If the party does not receive such assurances of performance, that is adequate grounds for anticipatory repudiation giving the aggrieved party the right to cancel the contract.
Assurances of Performance §2-209
Elements
(1) Reasonable grounds for insecurity (case by case anaysis, but have to let the other party know what your grounds for insecurity are so that they may address them)
(2) Demand in writing
(3) Suspended Performance
(4) Wait reasonable time (no longer than 30 days)
** NOTE: Demand for assurances cannot ask to change the K in any way, cannot ask for more than you are entitled to (EX: can’t ask for payment if payment isn’t yet due under the K)

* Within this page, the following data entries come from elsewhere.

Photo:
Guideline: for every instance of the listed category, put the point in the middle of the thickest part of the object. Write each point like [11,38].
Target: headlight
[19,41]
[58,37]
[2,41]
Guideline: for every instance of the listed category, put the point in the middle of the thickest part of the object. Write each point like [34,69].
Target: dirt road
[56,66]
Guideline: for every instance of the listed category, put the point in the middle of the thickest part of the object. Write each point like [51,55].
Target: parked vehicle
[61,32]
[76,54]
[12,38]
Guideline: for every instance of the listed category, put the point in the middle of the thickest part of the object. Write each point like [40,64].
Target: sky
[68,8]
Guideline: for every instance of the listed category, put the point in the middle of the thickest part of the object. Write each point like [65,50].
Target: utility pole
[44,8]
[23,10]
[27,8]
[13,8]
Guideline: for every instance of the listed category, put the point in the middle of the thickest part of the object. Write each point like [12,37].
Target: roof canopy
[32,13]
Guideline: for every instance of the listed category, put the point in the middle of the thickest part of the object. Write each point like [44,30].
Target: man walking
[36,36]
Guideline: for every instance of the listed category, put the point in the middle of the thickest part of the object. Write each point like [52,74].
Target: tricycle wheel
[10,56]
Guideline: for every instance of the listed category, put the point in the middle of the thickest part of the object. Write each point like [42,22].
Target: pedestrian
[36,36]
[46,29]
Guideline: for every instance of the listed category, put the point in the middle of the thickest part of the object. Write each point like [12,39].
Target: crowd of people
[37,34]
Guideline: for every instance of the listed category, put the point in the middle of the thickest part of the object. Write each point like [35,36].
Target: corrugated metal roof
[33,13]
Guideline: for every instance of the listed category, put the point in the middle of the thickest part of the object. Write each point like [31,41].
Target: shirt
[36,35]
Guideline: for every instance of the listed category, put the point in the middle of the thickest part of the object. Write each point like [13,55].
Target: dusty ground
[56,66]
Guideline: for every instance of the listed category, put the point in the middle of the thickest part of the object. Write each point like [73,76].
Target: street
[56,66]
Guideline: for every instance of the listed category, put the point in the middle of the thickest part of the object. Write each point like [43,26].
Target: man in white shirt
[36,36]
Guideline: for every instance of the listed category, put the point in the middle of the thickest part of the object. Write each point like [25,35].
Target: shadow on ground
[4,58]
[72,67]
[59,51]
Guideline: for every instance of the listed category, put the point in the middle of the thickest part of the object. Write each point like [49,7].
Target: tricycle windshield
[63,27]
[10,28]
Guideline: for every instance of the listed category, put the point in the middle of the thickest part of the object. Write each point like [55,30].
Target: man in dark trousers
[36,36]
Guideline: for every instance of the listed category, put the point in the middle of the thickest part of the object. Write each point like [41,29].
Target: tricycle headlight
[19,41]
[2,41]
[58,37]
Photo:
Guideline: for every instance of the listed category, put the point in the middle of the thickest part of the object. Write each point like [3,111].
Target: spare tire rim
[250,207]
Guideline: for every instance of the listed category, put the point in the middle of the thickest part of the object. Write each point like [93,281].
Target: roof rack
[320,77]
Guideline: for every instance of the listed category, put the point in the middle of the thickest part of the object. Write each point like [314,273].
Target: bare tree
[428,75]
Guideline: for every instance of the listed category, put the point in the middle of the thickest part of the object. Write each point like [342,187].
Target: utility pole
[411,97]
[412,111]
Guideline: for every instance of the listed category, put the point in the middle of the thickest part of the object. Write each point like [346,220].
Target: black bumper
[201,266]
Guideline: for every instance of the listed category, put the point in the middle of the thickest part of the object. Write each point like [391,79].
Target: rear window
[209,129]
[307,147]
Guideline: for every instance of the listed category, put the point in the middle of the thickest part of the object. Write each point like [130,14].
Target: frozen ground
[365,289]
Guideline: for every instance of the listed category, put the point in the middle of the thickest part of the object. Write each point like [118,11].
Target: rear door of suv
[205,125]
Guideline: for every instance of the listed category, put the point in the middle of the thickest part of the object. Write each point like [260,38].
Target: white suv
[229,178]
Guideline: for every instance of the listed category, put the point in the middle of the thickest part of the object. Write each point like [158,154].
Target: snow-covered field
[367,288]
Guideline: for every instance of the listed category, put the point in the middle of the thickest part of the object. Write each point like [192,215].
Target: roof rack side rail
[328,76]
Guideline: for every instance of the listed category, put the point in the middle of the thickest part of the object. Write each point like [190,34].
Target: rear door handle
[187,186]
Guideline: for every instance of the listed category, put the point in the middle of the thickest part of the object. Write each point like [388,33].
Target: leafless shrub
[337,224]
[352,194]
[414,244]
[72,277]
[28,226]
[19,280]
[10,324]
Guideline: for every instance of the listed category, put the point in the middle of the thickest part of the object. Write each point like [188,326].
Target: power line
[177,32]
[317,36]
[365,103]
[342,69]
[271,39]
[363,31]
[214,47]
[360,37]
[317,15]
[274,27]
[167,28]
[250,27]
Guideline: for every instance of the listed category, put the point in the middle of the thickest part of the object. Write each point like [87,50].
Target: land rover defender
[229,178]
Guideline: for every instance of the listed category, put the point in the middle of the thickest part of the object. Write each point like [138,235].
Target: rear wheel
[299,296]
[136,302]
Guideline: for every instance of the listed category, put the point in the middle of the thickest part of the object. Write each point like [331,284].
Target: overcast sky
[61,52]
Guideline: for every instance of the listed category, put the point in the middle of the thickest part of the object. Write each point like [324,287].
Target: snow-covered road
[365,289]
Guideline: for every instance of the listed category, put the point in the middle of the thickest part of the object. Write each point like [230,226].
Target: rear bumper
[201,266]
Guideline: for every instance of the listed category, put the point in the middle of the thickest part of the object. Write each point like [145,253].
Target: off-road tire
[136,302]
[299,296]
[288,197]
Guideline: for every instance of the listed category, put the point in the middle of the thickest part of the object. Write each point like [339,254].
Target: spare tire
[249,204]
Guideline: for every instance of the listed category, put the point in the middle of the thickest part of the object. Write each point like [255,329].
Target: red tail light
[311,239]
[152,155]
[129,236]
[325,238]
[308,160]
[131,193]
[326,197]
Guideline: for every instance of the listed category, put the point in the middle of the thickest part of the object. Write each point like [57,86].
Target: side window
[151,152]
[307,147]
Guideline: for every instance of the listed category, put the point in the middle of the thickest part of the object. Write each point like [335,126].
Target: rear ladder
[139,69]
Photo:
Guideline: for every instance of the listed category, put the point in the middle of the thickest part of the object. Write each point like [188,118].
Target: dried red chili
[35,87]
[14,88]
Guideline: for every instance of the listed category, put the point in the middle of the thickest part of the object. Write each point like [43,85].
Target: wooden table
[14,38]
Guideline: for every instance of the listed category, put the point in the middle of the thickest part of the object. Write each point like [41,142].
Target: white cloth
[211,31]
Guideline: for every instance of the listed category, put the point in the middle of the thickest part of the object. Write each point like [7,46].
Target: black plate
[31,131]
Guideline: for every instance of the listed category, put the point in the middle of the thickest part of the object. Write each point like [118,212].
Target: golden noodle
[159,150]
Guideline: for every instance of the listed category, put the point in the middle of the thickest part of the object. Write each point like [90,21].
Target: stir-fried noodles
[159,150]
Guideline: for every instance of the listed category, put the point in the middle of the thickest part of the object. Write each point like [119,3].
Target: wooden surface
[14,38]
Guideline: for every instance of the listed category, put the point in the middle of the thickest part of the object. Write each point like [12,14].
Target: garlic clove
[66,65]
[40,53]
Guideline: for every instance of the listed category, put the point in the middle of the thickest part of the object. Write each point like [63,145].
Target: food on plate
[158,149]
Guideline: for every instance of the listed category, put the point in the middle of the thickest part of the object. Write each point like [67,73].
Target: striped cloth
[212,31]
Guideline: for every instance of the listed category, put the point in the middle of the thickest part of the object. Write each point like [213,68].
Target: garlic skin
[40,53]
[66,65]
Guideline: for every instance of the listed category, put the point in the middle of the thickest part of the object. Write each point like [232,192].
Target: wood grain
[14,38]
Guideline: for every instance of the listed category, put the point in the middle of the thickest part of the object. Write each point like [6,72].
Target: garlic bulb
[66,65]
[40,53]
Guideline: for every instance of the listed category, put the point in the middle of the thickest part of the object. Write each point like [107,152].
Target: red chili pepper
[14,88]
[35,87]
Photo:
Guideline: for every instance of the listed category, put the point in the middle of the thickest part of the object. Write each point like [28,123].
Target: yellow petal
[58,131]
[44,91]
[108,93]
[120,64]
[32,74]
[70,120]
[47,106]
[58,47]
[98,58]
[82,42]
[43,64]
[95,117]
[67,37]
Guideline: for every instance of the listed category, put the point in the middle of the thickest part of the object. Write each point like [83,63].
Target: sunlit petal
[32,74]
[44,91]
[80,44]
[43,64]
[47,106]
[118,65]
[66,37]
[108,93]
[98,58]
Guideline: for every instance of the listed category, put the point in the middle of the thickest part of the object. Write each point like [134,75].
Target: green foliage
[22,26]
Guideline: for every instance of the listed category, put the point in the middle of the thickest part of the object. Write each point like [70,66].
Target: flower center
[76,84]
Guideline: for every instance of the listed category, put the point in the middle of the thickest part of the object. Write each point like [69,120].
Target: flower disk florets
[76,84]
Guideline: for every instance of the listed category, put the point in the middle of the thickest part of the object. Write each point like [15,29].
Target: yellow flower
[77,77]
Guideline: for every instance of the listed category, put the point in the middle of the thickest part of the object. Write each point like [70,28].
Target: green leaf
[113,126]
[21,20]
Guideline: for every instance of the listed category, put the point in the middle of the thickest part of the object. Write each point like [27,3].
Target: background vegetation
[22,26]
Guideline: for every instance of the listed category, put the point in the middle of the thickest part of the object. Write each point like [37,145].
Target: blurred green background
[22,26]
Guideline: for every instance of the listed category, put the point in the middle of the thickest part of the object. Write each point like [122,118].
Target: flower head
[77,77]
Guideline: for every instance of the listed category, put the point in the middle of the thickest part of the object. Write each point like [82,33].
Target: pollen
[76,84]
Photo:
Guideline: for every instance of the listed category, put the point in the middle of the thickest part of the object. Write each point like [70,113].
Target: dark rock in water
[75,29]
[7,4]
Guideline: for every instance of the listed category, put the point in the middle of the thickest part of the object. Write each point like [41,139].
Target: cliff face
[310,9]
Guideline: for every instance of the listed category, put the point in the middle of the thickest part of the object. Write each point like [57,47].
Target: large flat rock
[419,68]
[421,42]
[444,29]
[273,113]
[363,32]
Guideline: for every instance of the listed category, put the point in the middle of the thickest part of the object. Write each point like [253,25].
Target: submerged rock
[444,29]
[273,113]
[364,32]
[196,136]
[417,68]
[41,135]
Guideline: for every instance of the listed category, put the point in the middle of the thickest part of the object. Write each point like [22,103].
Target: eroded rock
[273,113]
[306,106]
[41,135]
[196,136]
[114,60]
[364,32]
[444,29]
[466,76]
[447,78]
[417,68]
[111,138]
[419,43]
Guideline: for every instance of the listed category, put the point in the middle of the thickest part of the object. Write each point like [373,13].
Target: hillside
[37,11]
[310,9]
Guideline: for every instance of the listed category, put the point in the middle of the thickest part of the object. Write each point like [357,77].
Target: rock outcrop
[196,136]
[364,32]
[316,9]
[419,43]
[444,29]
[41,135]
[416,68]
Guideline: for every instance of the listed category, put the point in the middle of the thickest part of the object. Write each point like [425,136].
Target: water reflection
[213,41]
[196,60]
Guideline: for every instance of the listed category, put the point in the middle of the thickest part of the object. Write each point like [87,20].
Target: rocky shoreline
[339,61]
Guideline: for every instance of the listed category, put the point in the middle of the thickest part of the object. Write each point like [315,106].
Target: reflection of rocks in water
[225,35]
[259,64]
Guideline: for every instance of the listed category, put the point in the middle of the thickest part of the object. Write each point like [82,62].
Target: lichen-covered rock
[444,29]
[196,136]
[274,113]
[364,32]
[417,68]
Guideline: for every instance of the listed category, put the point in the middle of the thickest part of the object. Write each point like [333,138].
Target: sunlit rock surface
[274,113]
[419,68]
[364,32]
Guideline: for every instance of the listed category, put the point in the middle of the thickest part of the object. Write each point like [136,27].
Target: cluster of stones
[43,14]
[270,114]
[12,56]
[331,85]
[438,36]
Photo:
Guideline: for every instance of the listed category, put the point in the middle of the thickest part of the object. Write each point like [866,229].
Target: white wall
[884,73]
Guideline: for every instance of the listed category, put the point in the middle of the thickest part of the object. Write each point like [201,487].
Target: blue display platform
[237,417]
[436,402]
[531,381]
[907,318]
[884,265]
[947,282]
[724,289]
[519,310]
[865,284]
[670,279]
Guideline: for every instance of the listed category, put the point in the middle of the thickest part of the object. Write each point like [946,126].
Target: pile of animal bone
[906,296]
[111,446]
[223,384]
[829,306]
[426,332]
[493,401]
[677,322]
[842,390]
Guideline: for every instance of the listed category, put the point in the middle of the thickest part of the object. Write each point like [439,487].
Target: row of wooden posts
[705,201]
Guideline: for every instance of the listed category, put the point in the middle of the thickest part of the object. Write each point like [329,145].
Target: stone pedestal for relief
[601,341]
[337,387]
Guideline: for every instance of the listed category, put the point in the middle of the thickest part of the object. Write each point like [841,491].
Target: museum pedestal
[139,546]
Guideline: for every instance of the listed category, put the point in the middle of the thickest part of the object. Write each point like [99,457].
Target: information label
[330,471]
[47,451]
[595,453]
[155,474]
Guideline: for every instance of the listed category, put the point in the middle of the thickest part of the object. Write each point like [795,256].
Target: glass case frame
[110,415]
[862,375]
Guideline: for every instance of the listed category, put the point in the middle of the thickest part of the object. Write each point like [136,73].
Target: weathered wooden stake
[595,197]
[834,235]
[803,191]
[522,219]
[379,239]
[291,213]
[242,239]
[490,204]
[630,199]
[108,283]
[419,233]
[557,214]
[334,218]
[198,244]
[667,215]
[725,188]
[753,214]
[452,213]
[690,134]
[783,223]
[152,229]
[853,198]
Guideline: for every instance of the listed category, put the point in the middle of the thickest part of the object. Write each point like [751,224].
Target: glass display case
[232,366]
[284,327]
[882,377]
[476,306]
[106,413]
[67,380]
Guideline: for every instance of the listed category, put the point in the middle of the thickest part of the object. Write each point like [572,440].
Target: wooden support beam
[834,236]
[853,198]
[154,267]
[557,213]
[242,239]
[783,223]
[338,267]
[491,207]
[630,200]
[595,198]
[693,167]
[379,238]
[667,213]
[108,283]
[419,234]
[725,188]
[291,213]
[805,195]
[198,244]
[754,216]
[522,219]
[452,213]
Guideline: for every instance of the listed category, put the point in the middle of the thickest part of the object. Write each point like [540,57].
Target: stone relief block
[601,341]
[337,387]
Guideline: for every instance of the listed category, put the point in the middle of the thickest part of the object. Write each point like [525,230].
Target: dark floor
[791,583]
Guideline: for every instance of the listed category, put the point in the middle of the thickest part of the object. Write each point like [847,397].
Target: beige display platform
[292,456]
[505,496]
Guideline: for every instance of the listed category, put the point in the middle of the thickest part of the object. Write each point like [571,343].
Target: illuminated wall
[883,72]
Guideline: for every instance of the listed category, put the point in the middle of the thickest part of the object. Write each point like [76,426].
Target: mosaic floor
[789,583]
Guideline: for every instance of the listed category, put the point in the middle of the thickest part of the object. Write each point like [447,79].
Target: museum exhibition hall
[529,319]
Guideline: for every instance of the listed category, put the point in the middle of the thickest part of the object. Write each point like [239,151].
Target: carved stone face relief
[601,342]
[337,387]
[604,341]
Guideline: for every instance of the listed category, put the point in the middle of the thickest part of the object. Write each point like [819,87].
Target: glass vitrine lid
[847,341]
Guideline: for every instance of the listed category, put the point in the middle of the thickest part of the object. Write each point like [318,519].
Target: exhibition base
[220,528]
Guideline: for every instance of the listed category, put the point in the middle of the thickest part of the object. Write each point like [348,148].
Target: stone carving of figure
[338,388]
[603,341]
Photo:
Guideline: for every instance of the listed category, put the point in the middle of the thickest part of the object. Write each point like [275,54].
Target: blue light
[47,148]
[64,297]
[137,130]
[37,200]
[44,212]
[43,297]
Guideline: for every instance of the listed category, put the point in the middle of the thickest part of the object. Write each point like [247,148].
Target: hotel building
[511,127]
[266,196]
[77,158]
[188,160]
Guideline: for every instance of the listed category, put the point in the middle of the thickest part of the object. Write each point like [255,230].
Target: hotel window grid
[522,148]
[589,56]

MUST BE DONE CORRECTLY OR SUSPENSION OF PERFORMANCE IS NOT JUSTIFIED AND B.O.K. OCCURS
Scott v. Crown,
bushels of wheat contract rescinded in belief that buyer couldn’t pay
P and D had contract for wheat; then two other contracts for wheat. During the payment period for the first payment, P was delivering the 2nd batch; found out from banker that D was not best trader and that Ag. Dept. had complaints against D. P tried to reach D by phone, and refused to load grain onto truck when it arrived for pickup. D asked P to resume delivery; later sent letter canceling contracts unless P delivered wheat. P demanded assurances that D would pay for all wheat shipped to ate. D canceled the contracts, sued for breach of contract.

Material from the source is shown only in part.